To address this gap, Washington University School of Medicine in St. Louis researchers are designing a large study in African-American women with breast cancer to understand if their genetic risk is due to the same induced genetic mutations affecting white women.
“We’ve had a revolution in genetic testing over the past 10 years,” the study’s senior investigator, Laura Jean Bierut, MD, the Alumni Endowed Professor of Psychiatry, said in a news release. “We’ve been able to identify many gene variants that contribute to a variety of cancers, including breast cancer.
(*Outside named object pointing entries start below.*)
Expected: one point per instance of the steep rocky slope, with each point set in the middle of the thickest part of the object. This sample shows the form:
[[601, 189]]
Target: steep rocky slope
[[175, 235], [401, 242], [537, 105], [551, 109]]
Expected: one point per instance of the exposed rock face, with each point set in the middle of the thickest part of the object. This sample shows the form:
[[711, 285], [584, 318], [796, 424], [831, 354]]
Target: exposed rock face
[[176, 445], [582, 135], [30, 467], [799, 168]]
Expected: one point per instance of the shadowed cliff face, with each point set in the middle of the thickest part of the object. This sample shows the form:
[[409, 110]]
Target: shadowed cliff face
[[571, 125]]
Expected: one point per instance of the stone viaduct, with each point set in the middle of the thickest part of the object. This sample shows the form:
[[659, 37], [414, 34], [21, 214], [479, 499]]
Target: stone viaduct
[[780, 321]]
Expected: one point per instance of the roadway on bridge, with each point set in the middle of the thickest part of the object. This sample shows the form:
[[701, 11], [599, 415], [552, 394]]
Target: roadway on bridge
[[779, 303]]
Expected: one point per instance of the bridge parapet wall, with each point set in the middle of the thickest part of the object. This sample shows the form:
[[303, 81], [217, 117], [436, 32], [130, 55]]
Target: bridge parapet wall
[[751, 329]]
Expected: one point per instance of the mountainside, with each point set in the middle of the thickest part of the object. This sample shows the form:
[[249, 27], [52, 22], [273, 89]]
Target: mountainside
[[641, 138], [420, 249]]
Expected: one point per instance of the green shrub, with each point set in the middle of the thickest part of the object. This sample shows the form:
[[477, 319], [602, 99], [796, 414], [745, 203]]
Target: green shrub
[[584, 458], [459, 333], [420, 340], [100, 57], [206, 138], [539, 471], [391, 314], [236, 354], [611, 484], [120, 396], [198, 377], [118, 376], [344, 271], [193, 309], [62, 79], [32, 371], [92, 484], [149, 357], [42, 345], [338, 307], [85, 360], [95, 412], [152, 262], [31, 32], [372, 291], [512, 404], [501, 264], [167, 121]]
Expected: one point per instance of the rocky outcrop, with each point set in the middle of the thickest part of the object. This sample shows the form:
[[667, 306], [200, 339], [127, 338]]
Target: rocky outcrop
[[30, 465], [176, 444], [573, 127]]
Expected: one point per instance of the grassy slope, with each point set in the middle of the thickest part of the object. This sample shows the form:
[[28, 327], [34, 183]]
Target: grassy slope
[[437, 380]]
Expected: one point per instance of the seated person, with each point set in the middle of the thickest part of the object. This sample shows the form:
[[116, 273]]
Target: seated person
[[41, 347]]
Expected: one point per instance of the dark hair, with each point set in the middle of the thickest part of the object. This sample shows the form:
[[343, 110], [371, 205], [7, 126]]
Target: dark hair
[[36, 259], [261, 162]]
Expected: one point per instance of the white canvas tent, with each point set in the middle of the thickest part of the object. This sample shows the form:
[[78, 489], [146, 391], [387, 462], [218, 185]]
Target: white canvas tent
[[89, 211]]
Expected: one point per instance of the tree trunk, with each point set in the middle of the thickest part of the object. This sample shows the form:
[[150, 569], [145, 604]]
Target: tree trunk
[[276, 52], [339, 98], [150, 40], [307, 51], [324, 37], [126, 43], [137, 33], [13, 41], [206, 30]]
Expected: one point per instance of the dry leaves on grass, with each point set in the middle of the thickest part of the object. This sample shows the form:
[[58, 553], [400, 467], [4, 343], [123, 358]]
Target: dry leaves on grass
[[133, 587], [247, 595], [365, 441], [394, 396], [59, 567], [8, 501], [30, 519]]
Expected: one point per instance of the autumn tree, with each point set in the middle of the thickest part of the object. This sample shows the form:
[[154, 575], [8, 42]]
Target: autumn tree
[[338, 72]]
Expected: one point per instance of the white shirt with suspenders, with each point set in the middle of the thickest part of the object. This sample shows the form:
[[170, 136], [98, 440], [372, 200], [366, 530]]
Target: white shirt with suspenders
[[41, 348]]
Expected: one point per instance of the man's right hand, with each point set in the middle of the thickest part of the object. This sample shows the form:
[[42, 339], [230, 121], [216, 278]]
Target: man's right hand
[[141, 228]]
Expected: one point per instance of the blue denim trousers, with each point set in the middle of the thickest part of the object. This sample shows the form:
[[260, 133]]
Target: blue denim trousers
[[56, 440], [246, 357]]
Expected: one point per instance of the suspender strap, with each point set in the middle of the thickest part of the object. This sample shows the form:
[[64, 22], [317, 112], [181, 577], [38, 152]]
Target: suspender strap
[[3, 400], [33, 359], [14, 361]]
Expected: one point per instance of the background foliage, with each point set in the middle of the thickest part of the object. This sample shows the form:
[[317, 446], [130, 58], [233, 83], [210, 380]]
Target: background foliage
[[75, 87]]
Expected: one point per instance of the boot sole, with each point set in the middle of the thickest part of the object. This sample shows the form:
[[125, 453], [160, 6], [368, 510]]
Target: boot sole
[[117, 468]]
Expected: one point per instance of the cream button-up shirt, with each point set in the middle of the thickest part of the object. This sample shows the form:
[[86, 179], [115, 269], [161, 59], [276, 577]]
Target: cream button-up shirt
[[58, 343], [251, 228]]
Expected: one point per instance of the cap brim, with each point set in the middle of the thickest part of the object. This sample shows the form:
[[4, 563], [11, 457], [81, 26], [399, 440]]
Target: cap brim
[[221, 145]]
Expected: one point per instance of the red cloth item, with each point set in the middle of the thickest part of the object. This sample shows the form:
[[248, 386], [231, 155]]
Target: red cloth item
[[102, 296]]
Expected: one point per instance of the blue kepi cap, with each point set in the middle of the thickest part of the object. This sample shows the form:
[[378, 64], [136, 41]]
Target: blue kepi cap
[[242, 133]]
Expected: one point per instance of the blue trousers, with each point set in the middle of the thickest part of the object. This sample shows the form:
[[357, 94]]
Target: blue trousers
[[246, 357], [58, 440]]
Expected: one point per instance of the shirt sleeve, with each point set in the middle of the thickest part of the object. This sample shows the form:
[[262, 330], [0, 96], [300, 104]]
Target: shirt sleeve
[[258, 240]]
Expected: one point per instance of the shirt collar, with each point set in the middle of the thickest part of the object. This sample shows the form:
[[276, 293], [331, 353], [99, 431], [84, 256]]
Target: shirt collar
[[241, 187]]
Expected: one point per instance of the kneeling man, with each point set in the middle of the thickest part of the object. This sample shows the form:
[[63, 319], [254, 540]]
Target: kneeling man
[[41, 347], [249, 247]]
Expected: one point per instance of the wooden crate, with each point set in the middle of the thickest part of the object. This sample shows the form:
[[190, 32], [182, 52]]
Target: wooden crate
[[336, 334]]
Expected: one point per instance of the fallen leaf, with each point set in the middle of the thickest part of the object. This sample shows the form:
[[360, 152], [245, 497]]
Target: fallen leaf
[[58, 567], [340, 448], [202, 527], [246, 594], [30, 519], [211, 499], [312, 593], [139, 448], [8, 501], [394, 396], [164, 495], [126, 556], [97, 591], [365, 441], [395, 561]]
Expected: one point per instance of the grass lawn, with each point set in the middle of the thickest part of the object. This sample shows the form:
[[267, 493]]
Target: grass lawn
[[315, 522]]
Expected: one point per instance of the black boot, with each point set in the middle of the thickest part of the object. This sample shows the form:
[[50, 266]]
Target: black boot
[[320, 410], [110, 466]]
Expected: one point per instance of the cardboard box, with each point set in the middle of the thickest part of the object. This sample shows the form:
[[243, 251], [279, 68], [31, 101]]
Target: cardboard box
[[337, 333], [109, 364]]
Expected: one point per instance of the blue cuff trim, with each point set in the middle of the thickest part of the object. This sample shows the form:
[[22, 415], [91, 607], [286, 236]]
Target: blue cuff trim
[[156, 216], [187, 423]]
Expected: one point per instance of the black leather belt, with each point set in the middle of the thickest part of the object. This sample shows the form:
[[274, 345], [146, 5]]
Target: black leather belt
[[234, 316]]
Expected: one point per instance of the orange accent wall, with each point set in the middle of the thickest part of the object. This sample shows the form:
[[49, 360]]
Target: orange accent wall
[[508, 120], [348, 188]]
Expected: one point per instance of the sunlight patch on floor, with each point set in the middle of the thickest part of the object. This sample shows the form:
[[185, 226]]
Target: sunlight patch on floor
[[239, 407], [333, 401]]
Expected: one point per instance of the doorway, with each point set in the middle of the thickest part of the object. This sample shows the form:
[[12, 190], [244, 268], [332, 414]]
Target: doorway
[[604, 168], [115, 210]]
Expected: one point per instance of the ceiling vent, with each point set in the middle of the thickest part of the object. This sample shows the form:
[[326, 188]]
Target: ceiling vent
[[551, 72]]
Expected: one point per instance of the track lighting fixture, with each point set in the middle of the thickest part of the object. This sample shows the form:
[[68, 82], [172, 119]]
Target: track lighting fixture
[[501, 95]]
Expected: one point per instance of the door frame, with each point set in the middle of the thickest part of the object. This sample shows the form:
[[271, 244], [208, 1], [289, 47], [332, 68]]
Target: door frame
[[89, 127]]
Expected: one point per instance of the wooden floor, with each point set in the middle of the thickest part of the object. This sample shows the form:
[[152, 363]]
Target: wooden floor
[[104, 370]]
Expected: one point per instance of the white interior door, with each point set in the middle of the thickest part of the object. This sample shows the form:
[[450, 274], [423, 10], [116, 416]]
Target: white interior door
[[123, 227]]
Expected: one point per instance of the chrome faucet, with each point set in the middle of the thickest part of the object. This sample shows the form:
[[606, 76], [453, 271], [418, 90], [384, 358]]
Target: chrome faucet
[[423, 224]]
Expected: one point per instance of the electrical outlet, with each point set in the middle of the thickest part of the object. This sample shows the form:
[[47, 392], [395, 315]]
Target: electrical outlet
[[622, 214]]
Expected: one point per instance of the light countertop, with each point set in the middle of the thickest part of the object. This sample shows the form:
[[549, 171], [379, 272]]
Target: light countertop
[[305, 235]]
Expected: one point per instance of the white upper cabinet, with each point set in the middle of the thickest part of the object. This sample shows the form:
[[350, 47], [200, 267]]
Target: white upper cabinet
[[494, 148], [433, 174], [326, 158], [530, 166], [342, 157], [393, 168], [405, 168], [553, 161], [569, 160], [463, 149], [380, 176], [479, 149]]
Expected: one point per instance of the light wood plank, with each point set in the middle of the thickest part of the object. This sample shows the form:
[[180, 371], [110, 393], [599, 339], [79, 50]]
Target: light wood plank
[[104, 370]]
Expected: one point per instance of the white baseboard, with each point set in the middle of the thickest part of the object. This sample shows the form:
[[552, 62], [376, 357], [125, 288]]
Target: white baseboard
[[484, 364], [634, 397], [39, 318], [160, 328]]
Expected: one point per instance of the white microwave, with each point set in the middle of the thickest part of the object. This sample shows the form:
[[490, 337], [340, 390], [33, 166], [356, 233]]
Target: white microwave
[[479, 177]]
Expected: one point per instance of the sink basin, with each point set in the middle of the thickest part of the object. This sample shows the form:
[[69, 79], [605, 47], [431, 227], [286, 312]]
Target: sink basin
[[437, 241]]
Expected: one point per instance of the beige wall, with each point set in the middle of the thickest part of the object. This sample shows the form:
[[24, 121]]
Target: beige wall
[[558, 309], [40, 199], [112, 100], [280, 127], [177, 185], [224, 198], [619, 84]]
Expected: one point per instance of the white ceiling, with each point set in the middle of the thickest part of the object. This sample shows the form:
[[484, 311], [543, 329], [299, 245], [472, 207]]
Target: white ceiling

But as you examine the data, you realize most of these studies have been done in populations of European ancestry and that we don’t understand very much about the genetic causes of cancer in other populations, particularly in African-American women.”
African-Americans are nearly twice as likely as white women to be diagnosed with triple-negative breast cancer, a more aggressive and harder-to-treat subtype, according to the National Cancer Institute, and they’re more likely to die of their cancer.
“Better understanding of the genetics of the disease in African-American women could be very helpful in earlier diagnosis, prevention and treatment,” said Foluso Ademuyiwa, MD, a co-investigator and assistant professor of medicine in the Division of Medical Oncology.
The study will enroll African-American women living in St. Louis who had breast cancer, regardless of when the disease was diagnosed. Participants will also be asked to provide two saliva samples, and to answer brief surveys about breast cancer risk factors, such as family history, number of children, and hormonal treatments.
The researchers, at Washington University and the Siteman Cancer Center at Barnes-Jewish Hospital, will be responsible for analysing patients’ DNA.
“Testing has become so easy that we don’t even need to do a blood draw,” Bierut said. “With saliva samples, we can analyze a woman’s DNA and take a look at known genetic variants that contribute to breast cancer. We also expect to find other, previously unidentified genetic variants specific to African-American populations. Our main goal is to improve diagnosis and treatment for these women.”
The National Institutes of Health (NIH) is also initiating a research study to examine how biological and genetic factors contribute to the risk of developing breast cancer in African-American women. These researchers will compare the genomes of African-Americans with breast cancer and without the disease, and those of Caucasians with breast cancer. This research will share data, specimens, and resources generated in 18 earlier studies.